Clarence L. Coleman Jr., of Chicago, was elected today national president of the American Council for Judaism, succeeding Lessing J. Rosenwald who retired after a 12-year tenure in office. The election took place at the 11th annual conference of the anti-Zionist organization, which concluded its four-day session here today.
Responding to his selection by the 400 Council members who attended the conference. Mr. Coleman said: “There can be no better insurance that a future generation of American Jews will reject the principles of ‘Jewish’ nationalism at the political level than to provide them with a Judaism that is welded to the American scene rather than to Israel and Zionism; a Judaism that encourages future leadership to believe it is made up of individuals, not members of a corporate ‘Jewish community.’

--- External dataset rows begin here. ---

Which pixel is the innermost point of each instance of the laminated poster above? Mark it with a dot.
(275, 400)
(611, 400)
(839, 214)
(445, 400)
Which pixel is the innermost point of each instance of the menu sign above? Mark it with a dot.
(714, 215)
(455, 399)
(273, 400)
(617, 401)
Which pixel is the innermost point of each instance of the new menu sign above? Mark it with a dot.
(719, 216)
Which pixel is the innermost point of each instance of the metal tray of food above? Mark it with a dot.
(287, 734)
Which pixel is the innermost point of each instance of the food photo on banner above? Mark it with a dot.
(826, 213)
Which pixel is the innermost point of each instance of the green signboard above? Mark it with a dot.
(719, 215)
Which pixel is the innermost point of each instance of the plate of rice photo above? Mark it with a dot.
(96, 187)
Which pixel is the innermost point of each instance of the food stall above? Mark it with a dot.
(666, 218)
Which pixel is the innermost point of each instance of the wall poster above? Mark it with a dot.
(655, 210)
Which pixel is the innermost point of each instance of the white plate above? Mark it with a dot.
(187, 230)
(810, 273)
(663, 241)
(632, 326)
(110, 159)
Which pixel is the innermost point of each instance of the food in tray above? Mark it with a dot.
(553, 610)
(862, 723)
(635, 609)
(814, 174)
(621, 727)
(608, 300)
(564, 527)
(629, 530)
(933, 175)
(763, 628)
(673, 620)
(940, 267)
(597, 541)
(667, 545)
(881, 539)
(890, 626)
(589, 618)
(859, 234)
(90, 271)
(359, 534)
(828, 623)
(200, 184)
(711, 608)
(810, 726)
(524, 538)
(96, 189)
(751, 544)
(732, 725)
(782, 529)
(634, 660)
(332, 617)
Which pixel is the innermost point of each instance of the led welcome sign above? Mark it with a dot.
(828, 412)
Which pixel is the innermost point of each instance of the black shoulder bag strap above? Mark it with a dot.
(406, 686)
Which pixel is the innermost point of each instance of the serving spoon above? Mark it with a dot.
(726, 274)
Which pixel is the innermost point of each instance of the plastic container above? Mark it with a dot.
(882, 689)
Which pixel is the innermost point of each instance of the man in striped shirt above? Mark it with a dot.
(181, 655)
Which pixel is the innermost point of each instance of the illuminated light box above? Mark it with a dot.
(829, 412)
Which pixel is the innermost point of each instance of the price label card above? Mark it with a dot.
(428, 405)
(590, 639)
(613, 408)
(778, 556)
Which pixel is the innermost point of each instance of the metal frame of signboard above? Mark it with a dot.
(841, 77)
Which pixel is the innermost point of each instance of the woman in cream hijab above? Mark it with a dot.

“There is no surer way to avoid dragging our faith into foreign policy debates than to create an American Judaism which is the personal, spiritual expression of people who know that Judaism is a religion and not an instrumentality for the welfare of a foreign state,” the new president stressed in his acceptance speech.
Discussing the problem of philanthropy in American Jewish life. Mr. Coleman said that Dr. Nahum Goldmann, “an executive officer of the Jewish Agency, which receives the bulk of United Jewish Appeal’s contributions, is today the master strategist in waging Israel’s diplomatic offensive against our own country’s Middle East foreign policy.” He referred to a statement by former Assistant Secretary of State Henry A. Byroade that the States Government has no objections to ” ‘proper philanthropic support.’ “
“The distinction between ‘proper’ philanthropy and any other kind is therefore no longer a matter of mere divergent opinions among American Jews over ideologies,” Mr. Coleman declared. “It is no mere quibble. It is imbedded in the realities of American foreign policy.”
Mr. Rosenwald, in his address at today’s session, said that the Council’s principles “have attained a new and unprecedentedly high level of acceptance,” and that “the turning point probably came with the change in the national Administration in 1953.”
“Almost the first official act of the new Secretary of State was the formulation of a new and realistic policy treating with affairs that concerned the Middle East,” Mr. Rosenwald declared. “From that time on there has been a slow but sure progress in dealing with the problems of that area. We have been blessed with wise and courageous officials of our government who have withstood the tremendous pressures applied to them to return to ‘the good old days’ and the ‘favored nation’ approach.”